The case involved two abutting commercial property owners. The owner of Lot 2 piped in wastewater across Lot 3 (our client) and into a pump station located thereon, from where it was sent to the municipal sewer system. The Lot 2 owner claimed it had a perpetual right to discharge its wastewater into our client’s pump station, citing a 40 year old easement which it “discovered” after the dispute arose. That easement allowed Lot 2 to utilize a cesspool and leaching field “as presently located” on Lot 3. The Lot 2 owner argued that the “as presently located” language was descriptive only and the change from a cesspool and leach system to a pump station into the municipal system was merely an upgrade to the existing private system. Conversely, on behalf of the Lot 3 owner, we argued that the “as presently located” language limited the grant to the use of the private cesspool and leaching field only, and did not extend to the new service hook-up to the municipal sewer system. The Court agreed with our interpretation, noting that the easement for using the cesspool and leaching fields had either expired by its terms or been abandoned when the new hook-up to the municipal system occurred. It also rejected any notion of a new oral agreement to discharge onto Lot 3 as there was nothing in writing that could satisfy the Statute of Frauds.
This case is an important one, not just for Sheehan Phinney’s client but also for anyone who deals with easements. The Court reaffirmed well established rules that the party claiming the benefit of an easement has the burden of proving its terms; that easements should be interpreted in the most stringent manner possible; and strictly enforced to reflect the granting party’s intent. This decision highlights the care necessary when drafting easements as well as the need to carefully review existing easements to ensure that the right to use another’s property, even if that use had been happening for years’ prior, is properly documented and enforceable.

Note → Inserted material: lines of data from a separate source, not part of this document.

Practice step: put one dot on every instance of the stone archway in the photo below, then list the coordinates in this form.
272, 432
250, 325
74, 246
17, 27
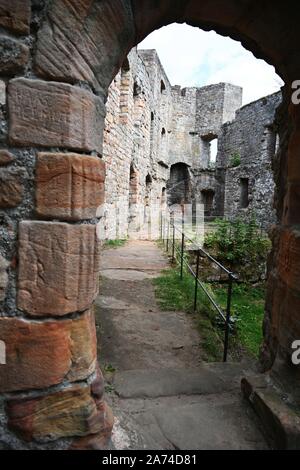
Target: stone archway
51, 145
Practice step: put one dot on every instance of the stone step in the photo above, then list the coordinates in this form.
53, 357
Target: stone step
281, 421
152, 383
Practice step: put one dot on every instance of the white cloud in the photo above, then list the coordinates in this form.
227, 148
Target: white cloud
192, 57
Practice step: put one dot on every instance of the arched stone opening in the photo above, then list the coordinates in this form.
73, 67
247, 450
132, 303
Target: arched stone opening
208, 196
85, 43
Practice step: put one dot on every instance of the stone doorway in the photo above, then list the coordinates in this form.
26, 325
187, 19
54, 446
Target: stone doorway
56, 118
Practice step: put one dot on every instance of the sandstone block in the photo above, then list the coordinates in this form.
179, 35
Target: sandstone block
58, 267
100, 440
289, 257
54, 114
15, 15
11, 186
92, 58
13, 56
42, 354
68, 413
6, 157
3, 277
69, 186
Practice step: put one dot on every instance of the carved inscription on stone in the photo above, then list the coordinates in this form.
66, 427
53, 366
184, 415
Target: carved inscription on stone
69, 186
58, 267
54, 114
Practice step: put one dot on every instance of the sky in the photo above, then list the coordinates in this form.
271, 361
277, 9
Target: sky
192, 57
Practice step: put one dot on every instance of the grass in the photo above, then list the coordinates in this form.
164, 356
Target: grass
174, 294
114, 243
247, 309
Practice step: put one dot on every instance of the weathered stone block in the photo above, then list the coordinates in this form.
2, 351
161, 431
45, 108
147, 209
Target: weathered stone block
58, 267
69, 186
11, 186
60, 55
6, 157
13, 56
71, 412
54, 114
42, 354
289, 257
15, 15
3, 277
100, 440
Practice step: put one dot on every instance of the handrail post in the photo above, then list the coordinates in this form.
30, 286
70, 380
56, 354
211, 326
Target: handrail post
182, 253
173, 247
228, 317
168, 235
196, 281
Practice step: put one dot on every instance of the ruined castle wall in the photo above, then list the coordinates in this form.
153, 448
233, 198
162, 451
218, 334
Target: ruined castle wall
251, 137
134, 144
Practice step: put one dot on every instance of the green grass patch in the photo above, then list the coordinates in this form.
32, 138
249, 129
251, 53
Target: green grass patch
114, 243
174, 294
248, 310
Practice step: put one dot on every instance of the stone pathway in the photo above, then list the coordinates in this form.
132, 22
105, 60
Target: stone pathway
163, 395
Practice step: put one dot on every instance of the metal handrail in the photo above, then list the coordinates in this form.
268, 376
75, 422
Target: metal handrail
225, 316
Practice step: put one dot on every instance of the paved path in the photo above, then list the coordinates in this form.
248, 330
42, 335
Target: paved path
163, 395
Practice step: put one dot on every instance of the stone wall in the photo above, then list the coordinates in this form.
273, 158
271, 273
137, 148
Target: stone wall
250, 141
62, 57
152, 128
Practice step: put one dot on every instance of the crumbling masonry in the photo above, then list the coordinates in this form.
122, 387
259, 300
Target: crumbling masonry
58, 59
157, 149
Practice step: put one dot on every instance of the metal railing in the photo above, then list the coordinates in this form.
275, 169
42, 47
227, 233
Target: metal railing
168, 236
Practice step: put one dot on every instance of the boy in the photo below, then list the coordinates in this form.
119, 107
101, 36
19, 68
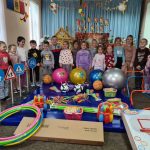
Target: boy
33, 52
140, 61
47, 61
4, 64
55, 48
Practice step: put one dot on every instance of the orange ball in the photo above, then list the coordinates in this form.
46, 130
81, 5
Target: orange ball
47, 79
97, 85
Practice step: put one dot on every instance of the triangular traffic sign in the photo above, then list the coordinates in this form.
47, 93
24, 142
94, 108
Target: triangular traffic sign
10, 74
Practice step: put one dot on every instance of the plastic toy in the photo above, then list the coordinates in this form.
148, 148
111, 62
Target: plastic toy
95, 75
114, 78
105, 112
32, 128
78, 76
47, 79
97, 85
60, 75
73, 112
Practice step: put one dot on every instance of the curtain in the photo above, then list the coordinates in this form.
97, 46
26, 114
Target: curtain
34, 21
120, 24
2, 23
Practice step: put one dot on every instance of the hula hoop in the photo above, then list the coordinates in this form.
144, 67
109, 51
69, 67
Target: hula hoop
31, 129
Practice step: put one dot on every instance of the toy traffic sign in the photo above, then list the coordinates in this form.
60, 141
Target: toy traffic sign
32, 63
2, 75
10, 74
19, 69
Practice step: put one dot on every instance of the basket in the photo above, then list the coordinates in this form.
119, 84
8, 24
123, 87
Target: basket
110, 92
73, 115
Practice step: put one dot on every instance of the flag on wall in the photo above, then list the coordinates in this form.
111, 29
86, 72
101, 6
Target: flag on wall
16, 5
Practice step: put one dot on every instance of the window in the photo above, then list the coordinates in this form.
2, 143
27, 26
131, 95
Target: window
34, 18
2, 23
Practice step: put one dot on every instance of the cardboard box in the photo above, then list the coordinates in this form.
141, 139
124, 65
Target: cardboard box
69, 131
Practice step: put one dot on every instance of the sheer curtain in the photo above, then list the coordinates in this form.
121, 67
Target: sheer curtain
34, 19
2, 22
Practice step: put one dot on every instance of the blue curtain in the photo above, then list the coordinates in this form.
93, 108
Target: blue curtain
120, 24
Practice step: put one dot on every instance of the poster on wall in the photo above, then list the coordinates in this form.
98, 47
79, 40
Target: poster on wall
16, 5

Perten has a general business practice and a broad litigation background, frequently representing owners and developers of real property. He is the former chair of the Wayland Zoning Board of Appeals. He frequently acts as outside general counsel for companies and organizations who seek practical advice on a wide variety of issues experienced during day-to-day business activities. Perten is an adjunct faculty member at Babson College, where he teaches business law to MBA candidates. In 2011 he received Babson’s Dean’s Award for Excellence in Teaching. He currently serves on the Board of Directors for the Builders and Remodelers Association of Greater Boston. Perten is admitted to practice in both New Hampshire and Massachusetts, received his J.D. cum laude, from Suffolk University Law School and his B.A. from Cornell University.
About the Firm
Sheehan Phinney is a full service business law firm representing local, national and international clients with innovative approaches and practical solutions. Founded in 1937, Sheehan Phinney has grown to over 60 attorneys with four offices throughout New Hampshire and Massachusetts and is known for professional excellence, practical counsel and commitment to both its clients and the communities it serves. Sheehan Phinney is the exclusive member in New Hampshire of Lex Mundi, the world’s leading association of premier independent law firms.